There are many more benefits, but that’s to get you started. The real benefi

ts of solitude cannot be expressed through words, but must be found in doing.

How to Find Solitude

You start by disconnecting.

Take every means of connecting with others, and sever them. Disconnect from email, from Facebook and Twitter and MySpace, from forums and social media, from instant messaging and Skype, from news websites and blogs. Turn off your mobile device and phones.

Turn off the computer … unless you’re going to use the computer to create, in which case, shut off the Internet, close your browser, and shut down every other program used to connect with others.
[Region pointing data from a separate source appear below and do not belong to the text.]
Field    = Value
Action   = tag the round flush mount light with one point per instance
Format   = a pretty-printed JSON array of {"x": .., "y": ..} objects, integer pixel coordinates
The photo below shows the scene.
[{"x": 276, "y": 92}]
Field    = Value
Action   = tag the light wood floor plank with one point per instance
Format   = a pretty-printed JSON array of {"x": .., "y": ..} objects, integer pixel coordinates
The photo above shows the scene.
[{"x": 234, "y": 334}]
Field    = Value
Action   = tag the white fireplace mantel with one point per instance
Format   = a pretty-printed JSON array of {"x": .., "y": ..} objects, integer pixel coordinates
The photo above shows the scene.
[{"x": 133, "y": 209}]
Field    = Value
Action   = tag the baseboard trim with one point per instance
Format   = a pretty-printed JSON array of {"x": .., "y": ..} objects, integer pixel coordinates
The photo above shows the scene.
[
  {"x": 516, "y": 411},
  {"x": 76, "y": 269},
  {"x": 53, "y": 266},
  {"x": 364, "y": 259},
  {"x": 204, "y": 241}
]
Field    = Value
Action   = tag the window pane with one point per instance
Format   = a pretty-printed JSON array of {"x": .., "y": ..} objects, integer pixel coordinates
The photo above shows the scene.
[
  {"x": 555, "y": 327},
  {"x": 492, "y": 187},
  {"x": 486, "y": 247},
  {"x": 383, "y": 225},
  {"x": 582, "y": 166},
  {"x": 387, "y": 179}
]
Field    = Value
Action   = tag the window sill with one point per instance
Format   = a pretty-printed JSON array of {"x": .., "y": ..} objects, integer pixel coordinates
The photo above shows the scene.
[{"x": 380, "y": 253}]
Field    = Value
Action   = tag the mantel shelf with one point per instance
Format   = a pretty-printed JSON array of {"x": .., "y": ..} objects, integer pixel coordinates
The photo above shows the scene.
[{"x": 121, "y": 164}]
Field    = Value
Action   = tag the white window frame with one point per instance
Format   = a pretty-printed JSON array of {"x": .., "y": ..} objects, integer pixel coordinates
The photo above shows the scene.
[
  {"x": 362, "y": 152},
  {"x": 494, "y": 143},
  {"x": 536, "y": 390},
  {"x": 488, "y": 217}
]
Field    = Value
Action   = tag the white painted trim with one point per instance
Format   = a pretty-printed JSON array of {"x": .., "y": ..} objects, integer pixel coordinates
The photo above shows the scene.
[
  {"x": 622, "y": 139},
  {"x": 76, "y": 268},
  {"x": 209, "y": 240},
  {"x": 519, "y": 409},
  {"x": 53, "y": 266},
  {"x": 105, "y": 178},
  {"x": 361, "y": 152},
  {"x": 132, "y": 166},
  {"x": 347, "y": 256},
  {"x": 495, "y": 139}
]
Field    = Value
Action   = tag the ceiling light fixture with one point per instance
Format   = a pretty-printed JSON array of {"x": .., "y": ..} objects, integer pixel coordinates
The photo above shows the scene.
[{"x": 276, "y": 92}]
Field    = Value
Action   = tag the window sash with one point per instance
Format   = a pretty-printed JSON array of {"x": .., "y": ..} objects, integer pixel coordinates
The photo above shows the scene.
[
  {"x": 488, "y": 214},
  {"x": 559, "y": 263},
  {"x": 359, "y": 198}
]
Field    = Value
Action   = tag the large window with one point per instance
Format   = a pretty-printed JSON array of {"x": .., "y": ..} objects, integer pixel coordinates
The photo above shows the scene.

The next steps depend on which of two strategies you use:

1. Holing yourself up. This can be done in your office, by shutting the door and/or using headphones and the calming music of your choice. If possible, let coworkers know you can’t be disturbed during a certain block of your day. Or it can be done at home, by finding a quiet space, shutting the door if you can, or using headphones. The key is to find a way to shut out the outside world, including co-workers or those who live with you.

2. Getting away. My favorite way to find solitude, actually. Get out the door, and enjoy the outdoors. Take a walk, find a park or a beach or a mountain, find a quiet coffee shop, find a shady spot to rest. People watch, or nature watch.